GAINESVILLE, Fla. (WCJB) - 27 years after an elderly woman went missing, her family is finally getting closure.
Alachua County Sheriff's deputies matched an unidentified human remains case with a Gainesville Police missing persons' case from the 1990s. DNA evidence was the missing link in solving the cold case.
In March of 1990, 78 year old Ella Mae Williams went missing from her home in Southeast Gainesville.
"She's missed by her sisters, her siblings. They're all gone and they always wondered what happened to their sister," said Lynne Jackson Stevens, granddaughter of Williams. "Finally. Finally. Closure."
Sheriff Sadie Darnell was with GPD at the time. She remembers the case. "We had high hopes that she would be found. It was known that she had dementia. She was 78 years old.

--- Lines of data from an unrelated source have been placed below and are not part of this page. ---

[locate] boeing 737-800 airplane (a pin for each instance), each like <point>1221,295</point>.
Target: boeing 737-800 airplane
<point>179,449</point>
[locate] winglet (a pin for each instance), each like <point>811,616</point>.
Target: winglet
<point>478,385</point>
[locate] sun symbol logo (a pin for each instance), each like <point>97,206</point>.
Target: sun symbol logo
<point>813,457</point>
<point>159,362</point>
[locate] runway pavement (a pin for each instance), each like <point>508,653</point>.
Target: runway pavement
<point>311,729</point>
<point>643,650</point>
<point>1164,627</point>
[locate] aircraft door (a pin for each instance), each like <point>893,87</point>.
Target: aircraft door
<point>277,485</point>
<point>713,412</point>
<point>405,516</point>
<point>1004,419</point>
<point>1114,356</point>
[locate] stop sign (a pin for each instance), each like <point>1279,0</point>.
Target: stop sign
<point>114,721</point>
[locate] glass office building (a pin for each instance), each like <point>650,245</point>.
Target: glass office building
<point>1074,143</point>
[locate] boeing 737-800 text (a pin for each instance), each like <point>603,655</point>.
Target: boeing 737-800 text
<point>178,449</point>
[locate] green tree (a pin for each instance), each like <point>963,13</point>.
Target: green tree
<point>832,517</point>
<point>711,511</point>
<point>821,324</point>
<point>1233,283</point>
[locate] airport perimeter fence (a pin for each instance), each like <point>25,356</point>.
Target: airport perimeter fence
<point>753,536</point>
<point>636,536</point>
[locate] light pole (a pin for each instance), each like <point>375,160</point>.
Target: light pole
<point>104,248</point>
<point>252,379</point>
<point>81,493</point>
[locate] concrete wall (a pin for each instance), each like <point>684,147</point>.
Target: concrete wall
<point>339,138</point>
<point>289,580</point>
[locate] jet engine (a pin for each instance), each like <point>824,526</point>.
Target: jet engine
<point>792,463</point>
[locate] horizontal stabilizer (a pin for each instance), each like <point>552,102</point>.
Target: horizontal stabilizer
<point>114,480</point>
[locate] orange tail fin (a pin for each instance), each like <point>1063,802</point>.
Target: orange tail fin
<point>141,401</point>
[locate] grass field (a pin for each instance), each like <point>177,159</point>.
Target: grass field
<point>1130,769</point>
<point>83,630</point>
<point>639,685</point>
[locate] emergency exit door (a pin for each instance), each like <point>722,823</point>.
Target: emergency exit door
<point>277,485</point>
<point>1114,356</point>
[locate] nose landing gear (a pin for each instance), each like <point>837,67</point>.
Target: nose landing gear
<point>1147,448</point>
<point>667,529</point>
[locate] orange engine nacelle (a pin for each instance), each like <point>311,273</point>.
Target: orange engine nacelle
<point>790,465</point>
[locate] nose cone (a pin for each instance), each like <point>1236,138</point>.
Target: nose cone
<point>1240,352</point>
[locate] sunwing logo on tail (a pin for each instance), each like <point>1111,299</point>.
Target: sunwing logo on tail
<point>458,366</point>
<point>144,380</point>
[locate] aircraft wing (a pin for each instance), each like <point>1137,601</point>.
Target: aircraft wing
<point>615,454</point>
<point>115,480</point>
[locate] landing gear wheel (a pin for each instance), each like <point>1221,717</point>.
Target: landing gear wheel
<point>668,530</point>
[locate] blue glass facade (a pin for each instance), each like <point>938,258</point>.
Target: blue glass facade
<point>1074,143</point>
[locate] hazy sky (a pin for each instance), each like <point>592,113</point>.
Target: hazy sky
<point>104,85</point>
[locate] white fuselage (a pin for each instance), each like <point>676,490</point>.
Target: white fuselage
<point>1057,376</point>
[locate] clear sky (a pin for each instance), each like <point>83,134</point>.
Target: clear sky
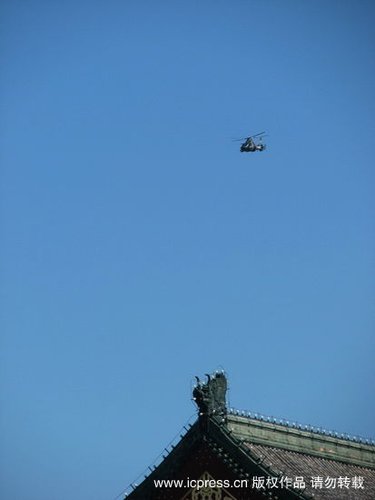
<point>140,247</point>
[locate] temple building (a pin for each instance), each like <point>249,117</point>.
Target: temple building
<point>231,455</point>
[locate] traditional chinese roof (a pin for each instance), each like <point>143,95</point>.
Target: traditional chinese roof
<point>234,444</point>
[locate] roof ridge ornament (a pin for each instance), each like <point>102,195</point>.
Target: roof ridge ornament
<point>210,396</point>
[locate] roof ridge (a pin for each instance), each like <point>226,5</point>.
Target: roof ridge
<point>292,424</point>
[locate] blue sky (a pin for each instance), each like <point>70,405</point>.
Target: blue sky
<point>140,247</point>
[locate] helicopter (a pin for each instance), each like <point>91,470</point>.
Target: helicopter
<point>249,146</point>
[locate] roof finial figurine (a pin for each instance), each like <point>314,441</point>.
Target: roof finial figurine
<point>210,397</point>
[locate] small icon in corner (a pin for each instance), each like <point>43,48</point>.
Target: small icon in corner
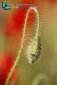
<point>5,6</point>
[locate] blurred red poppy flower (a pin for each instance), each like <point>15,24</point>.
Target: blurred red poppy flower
<point>6,62</point>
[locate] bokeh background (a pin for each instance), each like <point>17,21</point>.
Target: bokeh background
<point>43,72</point>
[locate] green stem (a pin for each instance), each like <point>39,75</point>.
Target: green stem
<point>22,43</point>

We knew she had most likely wandered off," she said.
A missing persons report was filed with GPD, but no one could find her.
According to ASO, kids were playing in a wooded area about 500 yards from the corner of SE 43rd Terrace and 24th Avenue and came across a human skull and brought it home in 2001, leading ASO investigators to more unidentified bones.
A few months ago, an unrelated case brought a family member of Williams to ASO.
ASO Cold Case Homicide Detective Kevin Allen said, "We did some research and there was an adjacent missing person many many years ago before we found our Jane Doe, so we did some familial DNA testing and it came back as a match."
With the help of the FDLE, the cases were put together and solved.
"I can't thank them enough for how much they've done for us, this family," said Stevens.
Detectives do not think anyone was responsible for her death, Williams had Dementia and could have wandered into the woods and died of natural causes. Her family is grateful to finally have some answers.
Nuguana Cowvins, another granddaughter, said "I'm just so so glad that they didn't give up, because we did. We really did."
Her remains are at the UF Pound Human ID Lab for further testing into the cause of death.